A parallelogram is a quadrilateral with two pairs of parallel sides. The opposite sides of a parallelogram are equal in length, and the opposite angles are congruent.
The diagonals of a parallelogram are the line segments that connect two non-adjacent vertices. Let's label the vertices of the parallelogram as A, B, C, and D. The diagonals are then line segments AC and BD.
To determine if these diagonals are perpendicular, we need to examine the properties of the angles formed by the diagonals.

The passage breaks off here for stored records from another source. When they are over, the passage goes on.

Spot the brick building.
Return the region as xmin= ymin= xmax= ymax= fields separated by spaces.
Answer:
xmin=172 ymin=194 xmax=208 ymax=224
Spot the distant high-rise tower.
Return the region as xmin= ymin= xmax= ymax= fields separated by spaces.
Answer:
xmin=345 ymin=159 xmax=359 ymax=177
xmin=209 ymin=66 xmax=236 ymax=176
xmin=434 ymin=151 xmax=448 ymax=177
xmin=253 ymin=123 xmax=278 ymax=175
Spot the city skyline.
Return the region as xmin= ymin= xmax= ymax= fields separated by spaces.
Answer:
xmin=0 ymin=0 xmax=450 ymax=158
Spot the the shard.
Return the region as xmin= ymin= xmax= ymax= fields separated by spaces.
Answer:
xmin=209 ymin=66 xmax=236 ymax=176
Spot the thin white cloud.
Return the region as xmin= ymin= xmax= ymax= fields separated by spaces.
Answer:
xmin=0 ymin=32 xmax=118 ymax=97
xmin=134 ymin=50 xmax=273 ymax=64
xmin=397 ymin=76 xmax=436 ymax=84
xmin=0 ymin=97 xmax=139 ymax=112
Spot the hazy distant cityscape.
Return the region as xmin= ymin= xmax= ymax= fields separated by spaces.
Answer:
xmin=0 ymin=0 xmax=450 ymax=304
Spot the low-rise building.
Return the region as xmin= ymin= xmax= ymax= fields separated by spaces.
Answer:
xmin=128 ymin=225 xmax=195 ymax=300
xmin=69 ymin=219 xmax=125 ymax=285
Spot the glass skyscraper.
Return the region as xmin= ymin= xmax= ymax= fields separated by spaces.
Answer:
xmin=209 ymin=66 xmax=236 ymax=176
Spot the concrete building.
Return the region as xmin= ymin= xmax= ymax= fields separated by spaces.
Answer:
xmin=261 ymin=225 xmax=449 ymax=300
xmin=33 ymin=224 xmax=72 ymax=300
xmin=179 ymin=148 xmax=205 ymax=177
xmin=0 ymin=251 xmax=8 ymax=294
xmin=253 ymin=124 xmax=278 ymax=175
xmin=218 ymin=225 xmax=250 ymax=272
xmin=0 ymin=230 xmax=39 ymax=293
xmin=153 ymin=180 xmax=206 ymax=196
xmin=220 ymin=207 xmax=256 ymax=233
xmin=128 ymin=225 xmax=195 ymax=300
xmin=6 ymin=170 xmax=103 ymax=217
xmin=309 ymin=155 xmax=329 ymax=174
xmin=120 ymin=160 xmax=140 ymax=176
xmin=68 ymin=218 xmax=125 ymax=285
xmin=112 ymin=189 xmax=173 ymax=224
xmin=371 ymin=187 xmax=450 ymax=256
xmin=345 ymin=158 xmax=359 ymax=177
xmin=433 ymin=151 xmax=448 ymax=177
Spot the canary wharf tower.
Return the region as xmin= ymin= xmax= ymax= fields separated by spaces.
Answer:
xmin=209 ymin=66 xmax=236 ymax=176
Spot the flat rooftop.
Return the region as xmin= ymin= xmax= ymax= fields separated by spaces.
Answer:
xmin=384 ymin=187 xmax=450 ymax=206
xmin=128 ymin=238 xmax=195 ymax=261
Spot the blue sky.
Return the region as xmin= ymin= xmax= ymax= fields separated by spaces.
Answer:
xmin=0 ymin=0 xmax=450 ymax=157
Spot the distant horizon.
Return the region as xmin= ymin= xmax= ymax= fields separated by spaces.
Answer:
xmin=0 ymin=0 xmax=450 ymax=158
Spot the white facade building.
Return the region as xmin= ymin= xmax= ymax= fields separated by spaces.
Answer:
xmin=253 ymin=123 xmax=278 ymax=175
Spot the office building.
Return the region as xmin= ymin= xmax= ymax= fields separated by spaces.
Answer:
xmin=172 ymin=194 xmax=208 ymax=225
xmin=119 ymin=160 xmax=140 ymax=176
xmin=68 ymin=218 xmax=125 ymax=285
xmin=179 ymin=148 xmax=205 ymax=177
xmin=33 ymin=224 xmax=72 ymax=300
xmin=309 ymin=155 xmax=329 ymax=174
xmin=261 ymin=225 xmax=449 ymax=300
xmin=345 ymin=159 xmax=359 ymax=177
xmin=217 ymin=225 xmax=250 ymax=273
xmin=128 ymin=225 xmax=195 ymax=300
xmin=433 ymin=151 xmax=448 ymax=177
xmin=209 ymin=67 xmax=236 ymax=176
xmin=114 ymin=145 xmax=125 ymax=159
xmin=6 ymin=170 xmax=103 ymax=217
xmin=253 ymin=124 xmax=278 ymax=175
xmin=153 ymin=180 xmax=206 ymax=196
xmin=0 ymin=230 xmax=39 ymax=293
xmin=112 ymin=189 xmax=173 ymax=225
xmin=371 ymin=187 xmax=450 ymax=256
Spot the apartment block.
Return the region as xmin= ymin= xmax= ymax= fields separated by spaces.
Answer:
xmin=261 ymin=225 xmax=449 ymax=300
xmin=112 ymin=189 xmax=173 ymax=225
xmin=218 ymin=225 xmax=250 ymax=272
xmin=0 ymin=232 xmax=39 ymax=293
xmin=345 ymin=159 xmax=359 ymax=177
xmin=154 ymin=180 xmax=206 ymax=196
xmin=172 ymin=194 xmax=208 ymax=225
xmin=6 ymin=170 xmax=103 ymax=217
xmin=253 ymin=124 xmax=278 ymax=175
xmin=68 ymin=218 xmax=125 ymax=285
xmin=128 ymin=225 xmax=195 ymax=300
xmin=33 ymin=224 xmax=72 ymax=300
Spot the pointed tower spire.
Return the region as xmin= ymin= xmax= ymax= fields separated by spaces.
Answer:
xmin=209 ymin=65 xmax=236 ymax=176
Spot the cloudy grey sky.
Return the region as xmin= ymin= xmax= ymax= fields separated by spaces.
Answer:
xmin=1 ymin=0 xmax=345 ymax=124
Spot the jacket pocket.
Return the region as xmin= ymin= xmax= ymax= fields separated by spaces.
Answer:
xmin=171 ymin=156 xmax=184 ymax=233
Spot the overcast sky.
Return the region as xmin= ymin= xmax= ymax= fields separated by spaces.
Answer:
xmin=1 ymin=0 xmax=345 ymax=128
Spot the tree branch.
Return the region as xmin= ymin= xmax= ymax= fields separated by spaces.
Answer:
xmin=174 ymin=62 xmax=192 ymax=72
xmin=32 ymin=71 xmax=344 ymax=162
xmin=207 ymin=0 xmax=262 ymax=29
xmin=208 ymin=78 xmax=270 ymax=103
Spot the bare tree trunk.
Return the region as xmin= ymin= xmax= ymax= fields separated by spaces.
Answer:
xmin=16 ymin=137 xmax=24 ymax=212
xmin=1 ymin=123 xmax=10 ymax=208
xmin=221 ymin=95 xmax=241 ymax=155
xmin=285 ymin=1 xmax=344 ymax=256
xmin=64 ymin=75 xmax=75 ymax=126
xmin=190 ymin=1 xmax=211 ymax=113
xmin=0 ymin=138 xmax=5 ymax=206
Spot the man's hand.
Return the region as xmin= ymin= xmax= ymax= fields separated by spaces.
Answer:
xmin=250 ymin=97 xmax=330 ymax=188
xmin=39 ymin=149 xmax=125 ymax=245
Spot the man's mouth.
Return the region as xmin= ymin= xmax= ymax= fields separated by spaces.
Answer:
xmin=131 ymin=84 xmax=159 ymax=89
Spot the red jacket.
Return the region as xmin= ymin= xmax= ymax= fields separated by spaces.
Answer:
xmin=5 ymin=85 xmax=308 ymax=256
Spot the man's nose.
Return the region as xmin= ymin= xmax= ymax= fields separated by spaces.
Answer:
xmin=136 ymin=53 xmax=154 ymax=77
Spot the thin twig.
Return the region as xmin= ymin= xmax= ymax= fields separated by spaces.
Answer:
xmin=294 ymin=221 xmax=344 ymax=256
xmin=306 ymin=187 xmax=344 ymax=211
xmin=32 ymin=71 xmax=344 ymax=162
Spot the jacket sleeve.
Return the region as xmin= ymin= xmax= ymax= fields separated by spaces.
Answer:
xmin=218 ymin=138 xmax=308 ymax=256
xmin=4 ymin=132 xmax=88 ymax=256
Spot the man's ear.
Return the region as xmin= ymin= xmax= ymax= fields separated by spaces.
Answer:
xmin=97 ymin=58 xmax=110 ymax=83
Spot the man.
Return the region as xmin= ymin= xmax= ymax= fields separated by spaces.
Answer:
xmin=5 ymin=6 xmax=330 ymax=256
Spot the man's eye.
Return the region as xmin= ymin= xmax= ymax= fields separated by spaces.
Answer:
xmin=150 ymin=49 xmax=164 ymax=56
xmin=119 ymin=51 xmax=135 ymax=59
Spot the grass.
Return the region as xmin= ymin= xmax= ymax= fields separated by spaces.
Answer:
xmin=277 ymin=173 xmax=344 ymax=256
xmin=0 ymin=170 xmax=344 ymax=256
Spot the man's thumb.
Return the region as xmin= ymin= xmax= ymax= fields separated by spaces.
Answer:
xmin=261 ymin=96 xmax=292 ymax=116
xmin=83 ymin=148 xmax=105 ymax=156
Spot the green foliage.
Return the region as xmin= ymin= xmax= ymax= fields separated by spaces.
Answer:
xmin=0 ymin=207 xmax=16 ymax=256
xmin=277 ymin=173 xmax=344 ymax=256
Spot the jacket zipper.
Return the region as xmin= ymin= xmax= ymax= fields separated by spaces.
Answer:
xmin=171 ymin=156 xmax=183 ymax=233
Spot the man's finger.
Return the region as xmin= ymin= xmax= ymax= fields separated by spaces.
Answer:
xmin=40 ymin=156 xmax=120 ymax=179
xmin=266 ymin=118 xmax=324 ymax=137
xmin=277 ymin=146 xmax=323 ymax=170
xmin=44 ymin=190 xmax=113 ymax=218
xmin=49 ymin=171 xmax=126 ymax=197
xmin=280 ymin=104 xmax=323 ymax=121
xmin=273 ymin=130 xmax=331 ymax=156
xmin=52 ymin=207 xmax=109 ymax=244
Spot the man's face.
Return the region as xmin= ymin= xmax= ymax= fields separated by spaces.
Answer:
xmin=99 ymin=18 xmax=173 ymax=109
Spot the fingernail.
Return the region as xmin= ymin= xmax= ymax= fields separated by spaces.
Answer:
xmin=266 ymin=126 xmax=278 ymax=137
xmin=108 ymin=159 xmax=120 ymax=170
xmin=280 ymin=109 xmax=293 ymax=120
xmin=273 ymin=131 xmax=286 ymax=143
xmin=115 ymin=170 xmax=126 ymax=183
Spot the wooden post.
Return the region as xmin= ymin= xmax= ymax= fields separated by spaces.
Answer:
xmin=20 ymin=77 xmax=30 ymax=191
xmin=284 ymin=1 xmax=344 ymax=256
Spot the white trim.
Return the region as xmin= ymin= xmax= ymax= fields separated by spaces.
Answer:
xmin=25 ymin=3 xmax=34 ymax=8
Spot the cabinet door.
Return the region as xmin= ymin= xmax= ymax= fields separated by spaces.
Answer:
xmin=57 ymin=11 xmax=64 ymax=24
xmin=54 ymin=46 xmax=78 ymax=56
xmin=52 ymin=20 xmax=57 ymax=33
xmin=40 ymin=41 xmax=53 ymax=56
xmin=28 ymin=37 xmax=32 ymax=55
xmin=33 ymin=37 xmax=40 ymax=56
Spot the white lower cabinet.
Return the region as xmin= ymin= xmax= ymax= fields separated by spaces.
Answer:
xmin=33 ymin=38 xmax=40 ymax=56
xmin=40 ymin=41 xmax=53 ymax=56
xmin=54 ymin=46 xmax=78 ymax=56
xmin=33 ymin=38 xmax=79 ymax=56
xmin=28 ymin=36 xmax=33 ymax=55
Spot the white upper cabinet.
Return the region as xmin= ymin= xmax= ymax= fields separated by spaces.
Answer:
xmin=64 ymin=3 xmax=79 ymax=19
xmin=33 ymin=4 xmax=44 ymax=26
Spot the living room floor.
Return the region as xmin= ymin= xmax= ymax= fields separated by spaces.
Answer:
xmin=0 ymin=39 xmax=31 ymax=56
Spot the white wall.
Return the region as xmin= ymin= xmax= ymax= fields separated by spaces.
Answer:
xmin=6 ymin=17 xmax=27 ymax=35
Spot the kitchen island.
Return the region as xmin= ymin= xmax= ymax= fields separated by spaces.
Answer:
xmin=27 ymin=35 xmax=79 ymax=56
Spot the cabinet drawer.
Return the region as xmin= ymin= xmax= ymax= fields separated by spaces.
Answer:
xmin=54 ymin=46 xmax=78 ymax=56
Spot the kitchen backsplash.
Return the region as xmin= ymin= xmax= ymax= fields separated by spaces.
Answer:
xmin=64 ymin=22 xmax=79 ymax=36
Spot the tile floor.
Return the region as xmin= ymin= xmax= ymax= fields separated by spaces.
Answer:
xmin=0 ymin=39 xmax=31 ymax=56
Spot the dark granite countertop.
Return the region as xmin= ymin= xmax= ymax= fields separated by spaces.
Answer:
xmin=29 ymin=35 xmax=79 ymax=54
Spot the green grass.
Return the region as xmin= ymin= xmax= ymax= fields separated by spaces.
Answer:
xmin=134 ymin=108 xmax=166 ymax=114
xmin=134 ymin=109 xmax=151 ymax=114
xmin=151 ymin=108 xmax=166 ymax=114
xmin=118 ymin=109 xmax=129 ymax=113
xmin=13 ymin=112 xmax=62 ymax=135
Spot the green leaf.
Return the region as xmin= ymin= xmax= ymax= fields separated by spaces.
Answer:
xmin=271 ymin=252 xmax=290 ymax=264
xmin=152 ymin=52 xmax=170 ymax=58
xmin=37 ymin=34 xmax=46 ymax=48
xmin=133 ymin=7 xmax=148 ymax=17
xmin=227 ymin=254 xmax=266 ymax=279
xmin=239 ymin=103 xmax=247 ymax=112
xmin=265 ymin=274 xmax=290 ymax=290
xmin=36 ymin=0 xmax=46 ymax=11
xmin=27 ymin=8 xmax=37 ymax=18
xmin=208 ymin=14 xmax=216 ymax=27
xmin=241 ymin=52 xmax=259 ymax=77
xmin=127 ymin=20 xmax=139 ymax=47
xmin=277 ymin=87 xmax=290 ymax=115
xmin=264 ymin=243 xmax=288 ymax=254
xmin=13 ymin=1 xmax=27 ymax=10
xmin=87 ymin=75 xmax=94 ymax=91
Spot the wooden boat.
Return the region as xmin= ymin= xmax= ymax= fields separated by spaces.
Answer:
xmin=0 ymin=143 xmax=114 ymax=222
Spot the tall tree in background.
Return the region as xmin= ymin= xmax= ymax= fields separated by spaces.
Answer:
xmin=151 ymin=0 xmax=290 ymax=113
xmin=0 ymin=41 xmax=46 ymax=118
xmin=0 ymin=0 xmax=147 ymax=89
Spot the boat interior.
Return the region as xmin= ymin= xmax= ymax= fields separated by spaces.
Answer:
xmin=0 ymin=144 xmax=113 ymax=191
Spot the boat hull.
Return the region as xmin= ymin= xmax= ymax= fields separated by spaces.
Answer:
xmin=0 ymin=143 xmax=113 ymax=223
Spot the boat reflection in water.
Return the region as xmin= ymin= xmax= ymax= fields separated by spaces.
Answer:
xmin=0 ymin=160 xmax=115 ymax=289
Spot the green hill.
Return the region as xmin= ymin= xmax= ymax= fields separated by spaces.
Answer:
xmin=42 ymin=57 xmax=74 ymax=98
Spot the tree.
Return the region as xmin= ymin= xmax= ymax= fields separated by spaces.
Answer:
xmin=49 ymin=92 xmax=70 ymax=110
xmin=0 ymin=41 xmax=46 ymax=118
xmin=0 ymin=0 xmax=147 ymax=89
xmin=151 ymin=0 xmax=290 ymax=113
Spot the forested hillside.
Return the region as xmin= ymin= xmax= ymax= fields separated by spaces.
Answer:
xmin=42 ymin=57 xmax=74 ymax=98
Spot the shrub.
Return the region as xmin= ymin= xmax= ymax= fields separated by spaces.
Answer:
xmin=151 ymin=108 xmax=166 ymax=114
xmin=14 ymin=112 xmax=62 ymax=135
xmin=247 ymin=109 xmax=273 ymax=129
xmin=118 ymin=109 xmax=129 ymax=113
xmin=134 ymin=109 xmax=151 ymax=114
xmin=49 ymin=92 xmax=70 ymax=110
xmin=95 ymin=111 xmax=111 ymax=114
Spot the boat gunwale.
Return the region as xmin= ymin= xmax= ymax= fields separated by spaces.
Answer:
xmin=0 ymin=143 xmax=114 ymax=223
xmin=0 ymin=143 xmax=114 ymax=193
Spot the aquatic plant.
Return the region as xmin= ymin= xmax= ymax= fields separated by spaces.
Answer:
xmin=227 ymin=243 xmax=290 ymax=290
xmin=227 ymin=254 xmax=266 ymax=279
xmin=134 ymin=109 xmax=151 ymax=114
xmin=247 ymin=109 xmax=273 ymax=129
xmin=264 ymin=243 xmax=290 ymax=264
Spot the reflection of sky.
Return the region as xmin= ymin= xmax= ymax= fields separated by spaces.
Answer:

If the diagonals of a parallelogram are perpendicular, then the opposite angles formed by the intersection of the diagonals must be congruent. In other words, angle ADC must be congruent to angle BAC, and angle ADB must be congruent to angle BCD.
However, this condition is not always satisfied in a parallelogram. The diagonals of a parallelogram are only perpendicular if and only if the parallelogram is a special type known as a rhombus.
A rhombus is a parallelogram in which all four sides are equal in length. Since the sides of a rhombus are equal, the opposite angles formed by the diagonals are congruent, making the diagonals perpendicular.
In summary, the diagonals of a parallelogram are not necessarily perpendicular. They can be perpendicular if and only if the parallelogram is a rhombus, where all four sides are equal in length.